Bonnie Jeanne Dunnuck Glotfelty was my grandmother. She inspired my parents and me to learn about our roots and to ensure our ancestors are remembered. By finding their stories, we enable them to find new life through their descendants. Grandma Bonnie passed away in 2009, and I consider it an honor to continue what she started.

I am an English and Multilingual Learner (formerly known as ESOL) teacher at Thomas Jefferson High School for Science and Technology in Alexandria, Virginia, USA. I earned a Bachelor of Arts in English and Secondary Education from the College of William and Mary, and then a Master of Arts in Linguistics and graduate certificate in TESOL from the University of South Carolina. After graduate school, I moved to Krakow, Poland, where I taught in the Department of English Philology and Applied Linguistics at Tischner European University on a Fulbright grant.

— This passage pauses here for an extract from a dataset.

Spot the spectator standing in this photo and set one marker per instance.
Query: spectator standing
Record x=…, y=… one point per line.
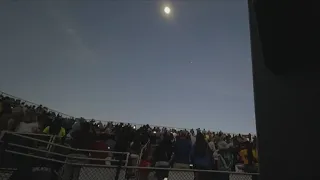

While teaching full time, I completed the ProGen Study Group Program (I was a member of ProGen38) and then began coursework at the University of Strathclyde. In September 2024, I finished my Strathclyde studies by earning a Masters of Science in Genealogical, Palaeographic, and Heraldic Studies with Distinction. My thesis analyzed the lives of over 600 Iwonicz and Korczyna immigrants who came to the United States at the turn of the 20th century in terms of their pre-emigration lives and families, their journeys, and how they fared once in the US. In addition to being a Qualified Genealogist, I am member of the National Genealogical Society and the Association of Professional Genealogists, I was also a co-editor of the Fairfax Genealogical Society newsletter for three years, during which time we won the 2023 National Genealogical Society's small society newsletter competition.

I have done client work including new research; writing reports and family narratives; revising, editing, and formatting manuscripts; and transcribing old records in the semi-diplomatic style. I am conversational in German and Polish and have done research at libraries, archives, and parishes in the USA, England, and Poland.

My own ancestry is primarily Polish and English, along with French, Swiss, German, Irish, and Scottish. My ancestors immigrated to the United States between 1620 (John Howland, Elizabeth Tilley, John Tilley, and Joan Hurst Tilley on the Mayflower) and 1914 (my great-grandmother Marianna Kowalska Gwiazdowska, who came from Rydzyn, Mazowieckie, Poland).